In today’s real estate market, many hotel owners are using quick close private financing to save their hotels from foreclosure. This gives them a better option than filing bankruptcy to keep their properties. Another use of this financing option is to pay off their mortgage at discount and then refinance it with a conventional loan. A lot of hotel and motel properties are underwater and many banks are willing to take these assets off of their books via offering discount to the owners. Private financing and or bridge loans are the most viable options for these types pay offs. By stabilizing their hotel operational and financials, borrowers can refinance their loans to a long term conventional mortgage thus save on total balance and interest rate.
Stated Income Hotel Commercial Loan

This option is available for most hotels, both medium and large in size. It allows for hospitality and lodging properties to be financed or refinanced based on the stated income of the borrower. Stated income hotel financing programs allow you to borrow for or against a property with the minimal amount of required income documents. This makes it much easier, faster and more reliable than traditional lender requirements.

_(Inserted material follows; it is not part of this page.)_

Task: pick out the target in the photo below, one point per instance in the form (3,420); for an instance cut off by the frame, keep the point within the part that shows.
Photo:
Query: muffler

With stated income programs, a hotel loan that was denied by banks can still be possible. Even if you were denied because you didn’t have all of the required documents to prove your income or because of credit issues, you can still get financing with stated income programs. Of course with this program, the rates are much higher and terms are shorter. Lenders underwrite the loan based on collateral and equity of the property more than anything else.

Non Bank SBA 504 Loans

SBA loans are used for owner operator of hotel properties and are one of the few programs available for many smaller lodging properties throughout the United States. However, many of these smaller mom and pop motel and hotel operators don’t have the continuous cash flow that is necessary to service their debt for many SBA lenders. To solve this challenge, many smaller lending firms pool investment money to finance these types of financially challenged properties. Since they are not regulated like banks, these lenders can finance with debt service as low as 1:1. What that means is that your property’s net income should break even with your loan payment. The rates on the first trust deed are slightly higher by combining it with the CDC’s second trust deed, the rates are actually very reasonable.